Dans les faits, c’est très difficile à obtenir seulement par la configuration de la tête. Il faut aussi prendre en compte le shaft et le grip, deux autres éléments qui peuvent influer, et souvent passés sous silences par les marques… qui ne fabriquent pas ces composants, mais seulement les assemblent.

Or, la plupart du temps, les marques font des choix de rationalisations économiques s’agissant de ces deux composants. Toutefois, ces dernières années, Callaway s’est distingué du reste du marché, en proposant justement sur ses produits hauts de gammes, des manches ou des grips de qualité supérieure, fait très appréciable.

La marque américaine est souvent sur un positionnement tarifaire élevé, mais le rapport qualité/prix proposé est rarement franchement au détriment du consommateur.

Dernier argument surprenant émis par Callaway au sujet de son hybride, la marque le proclame 17% plus régulier d’un point de vue de la dispersion ou de la précision, sans pour autant fournir la méthodologie de son étude pour arriver à un tel résultat.

Dans les faits, il est quasiment impossible de prouver qu’un club puisse donner un tel avantage de précision sans prendre en compte le testeur.
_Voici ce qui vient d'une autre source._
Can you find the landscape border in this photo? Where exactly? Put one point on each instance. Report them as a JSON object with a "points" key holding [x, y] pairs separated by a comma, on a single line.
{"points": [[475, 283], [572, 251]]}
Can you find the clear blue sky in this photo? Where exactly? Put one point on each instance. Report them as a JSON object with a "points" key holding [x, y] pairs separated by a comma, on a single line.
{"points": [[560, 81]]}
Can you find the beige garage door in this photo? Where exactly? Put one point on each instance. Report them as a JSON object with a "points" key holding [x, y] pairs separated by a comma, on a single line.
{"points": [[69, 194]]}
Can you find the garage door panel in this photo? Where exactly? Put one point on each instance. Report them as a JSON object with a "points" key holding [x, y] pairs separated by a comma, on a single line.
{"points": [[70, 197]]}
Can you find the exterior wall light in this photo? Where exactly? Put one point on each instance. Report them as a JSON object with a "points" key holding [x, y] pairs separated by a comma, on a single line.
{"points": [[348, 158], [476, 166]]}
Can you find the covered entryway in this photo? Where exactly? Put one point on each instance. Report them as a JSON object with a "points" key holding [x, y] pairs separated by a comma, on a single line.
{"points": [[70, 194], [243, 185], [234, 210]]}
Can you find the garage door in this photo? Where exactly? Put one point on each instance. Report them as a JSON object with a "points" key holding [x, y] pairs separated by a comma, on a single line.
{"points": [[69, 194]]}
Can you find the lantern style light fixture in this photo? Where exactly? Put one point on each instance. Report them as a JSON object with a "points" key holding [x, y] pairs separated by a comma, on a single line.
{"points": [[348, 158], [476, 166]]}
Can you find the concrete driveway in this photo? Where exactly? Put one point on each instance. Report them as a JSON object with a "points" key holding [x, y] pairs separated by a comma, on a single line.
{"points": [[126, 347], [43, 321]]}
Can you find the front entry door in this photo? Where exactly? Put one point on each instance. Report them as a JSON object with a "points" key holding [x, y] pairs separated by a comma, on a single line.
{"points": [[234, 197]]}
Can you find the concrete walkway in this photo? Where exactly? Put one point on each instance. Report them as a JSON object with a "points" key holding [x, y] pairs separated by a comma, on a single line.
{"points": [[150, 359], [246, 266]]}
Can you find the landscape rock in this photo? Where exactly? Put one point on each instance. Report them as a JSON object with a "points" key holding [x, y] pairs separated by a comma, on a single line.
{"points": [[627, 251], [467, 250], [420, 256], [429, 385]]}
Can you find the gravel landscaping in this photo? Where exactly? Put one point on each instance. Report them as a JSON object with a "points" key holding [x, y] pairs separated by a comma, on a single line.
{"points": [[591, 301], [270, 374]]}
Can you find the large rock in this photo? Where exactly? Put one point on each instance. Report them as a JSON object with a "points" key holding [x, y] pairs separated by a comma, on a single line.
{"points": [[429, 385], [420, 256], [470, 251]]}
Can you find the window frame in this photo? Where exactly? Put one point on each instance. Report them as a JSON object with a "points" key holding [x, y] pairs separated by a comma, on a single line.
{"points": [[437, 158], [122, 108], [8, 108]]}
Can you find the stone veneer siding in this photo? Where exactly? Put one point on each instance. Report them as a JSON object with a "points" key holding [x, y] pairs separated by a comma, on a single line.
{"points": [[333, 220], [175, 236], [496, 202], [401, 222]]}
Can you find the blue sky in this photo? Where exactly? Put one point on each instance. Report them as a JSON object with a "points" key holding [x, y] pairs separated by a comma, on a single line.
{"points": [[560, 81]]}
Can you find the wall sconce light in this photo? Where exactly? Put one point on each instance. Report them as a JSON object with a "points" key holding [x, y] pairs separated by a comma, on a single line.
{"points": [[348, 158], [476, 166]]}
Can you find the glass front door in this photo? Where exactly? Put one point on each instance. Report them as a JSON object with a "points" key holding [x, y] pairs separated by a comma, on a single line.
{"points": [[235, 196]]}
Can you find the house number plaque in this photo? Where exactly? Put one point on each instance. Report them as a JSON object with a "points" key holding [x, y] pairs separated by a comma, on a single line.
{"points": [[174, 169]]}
Il faut donc prendre cette promesse avec beaucoup de prudence ou de recul.

Pour un prix de 329 euros, Callaway propose donc un produit à un prix beaucoup plus élevé que la moyenne du marché dans l’hexagone, plutôt proche de 250 euros avec des offres comme le PING G425 ou le SIM MAX2 qui sont actuellement les modèles les plus vendus.

Toutefois, par rapport à son propre catalogue, Callaway dispose de modèles aussi coûteux comme l’EPIC Flash, alors qu’inversement le Big Bertha 21 proposé à 259 euros est plus proche du prix marché, sans que l’on puisse affirmer avec certitude qu’il sera beaucoup moins performant.

Pour Callaway, l’association avec Phil Mickelson est rêvée. Elle lui permet de créer des produits pour le satisfaire tout en alimentant l’imaginaire collectif autour de la performance. D’un point de vue marketing, c’est très puissant surtout que Mickelson incarne quelque chose de très important, et de beaucoup plus vendeur qu’un Bryson DeChambeau même au sommet de sa forme… il se rapproche plus d’un golfeur senior, soit la majorité du marché, et des consommateurs.